ITALIA, 2020
REGIA: EDOARDO PONTI
DURATA: 94 min.
CAST: SOPHIA LOREN, IBRAHIMA GUEYE, RENATO CARPENTIERI, BABAK KARIMI, ABRIL ZAMORA, DIEGO IOSIF PIRVU.
IL RITORNO DI SOPHIA
Tratto dall’omonimo romanzo del 1975 scritto da Romain Gary (e già portato sul grande schermo nel 1977) “La vita davanti a sé” narra la storia di Madame Rosa, un’anziana donna sopravvissuta ai campi di sterminio nazisti ed ex prostituta, e di Momò, problematico dodicenne proveniente dal Senegal e rimasto orfano, in fuga dai servizi sociali e senza fissa dimora.
L’incontro-scontro tra questi due mondi così apparentemente diversi e lontani è il cuore di questa pellicola diretta da Edoardo Ponti, figlio di Sophia Loren, che ha convinto la madre a tornare davanti alla macchina da presa dopo più di 10 anni (l’ultima fatica cinematografica dell’attrice partenopea risale al 2009 con “Nine” diretto da Rob Marshall).

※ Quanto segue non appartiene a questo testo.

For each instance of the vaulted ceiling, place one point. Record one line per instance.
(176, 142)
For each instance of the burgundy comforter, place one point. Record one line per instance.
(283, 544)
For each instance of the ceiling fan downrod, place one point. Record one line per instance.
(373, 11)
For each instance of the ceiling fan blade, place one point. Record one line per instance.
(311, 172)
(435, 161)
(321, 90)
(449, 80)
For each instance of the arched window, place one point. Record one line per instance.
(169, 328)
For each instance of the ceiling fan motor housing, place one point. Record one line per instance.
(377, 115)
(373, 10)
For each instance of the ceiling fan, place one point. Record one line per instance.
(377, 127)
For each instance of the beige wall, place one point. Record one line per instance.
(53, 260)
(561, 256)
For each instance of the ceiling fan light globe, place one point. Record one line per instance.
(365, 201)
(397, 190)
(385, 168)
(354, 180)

Dapprima destinato a un’uscita limitata nelle sale, in seguito alle recenti chiusure dei cinema il film approda direttamente su Netflix il 13 novembre. Sicuramente rivedere la grande Sophia Loren all’opera è una piacevole emozione, in un ruolo cucito apposta per lei.

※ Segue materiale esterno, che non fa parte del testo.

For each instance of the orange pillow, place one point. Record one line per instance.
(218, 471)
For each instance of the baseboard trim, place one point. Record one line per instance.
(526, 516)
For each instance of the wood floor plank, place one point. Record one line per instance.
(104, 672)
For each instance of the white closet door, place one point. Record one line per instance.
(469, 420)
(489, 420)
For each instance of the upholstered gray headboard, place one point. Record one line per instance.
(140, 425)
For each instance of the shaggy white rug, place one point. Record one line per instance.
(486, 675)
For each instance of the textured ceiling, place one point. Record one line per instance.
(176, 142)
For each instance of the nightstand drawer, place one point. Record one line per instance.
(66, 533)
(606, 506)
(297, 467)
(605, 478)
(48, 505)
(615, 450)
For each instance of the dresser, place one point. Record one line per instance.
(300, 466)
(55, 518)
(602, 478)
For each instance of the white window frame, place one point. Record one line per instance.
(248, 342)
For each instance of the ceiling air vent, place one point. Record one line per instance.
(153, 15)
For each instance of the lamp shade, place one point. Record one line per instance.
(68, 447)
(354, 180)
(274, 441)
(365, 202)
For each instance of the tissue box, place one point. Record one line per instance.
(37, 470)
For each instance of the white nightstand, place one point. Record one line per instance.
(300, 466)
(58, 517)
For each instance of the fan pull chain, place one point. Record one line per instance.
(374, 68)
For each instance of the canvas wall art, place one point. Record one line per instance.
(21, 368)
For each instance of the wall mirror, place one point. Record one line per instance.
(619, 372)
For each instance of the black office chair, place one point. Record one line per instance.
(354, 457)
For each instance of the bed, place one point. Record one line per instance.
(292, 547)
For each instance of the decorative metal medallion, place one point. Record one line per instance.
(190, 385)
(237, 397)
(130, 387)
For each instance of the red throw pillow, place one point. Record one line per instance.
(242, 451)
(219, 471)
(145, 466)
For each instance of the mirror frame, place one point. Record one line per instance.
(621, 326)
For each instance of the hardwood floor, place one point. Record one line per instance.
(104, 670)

La sua Madame Rosa è una donna che ha attraversato molte sofferenze e difficoltà, ciononostante la vita non l’ha piegata; conservando ancora la sua indole combattiva e, a suo modo, generosa, accoglie nella propria casa alcuni bambini, figli di altrettante prostitute, che non avrebbero un altro posto dove andare.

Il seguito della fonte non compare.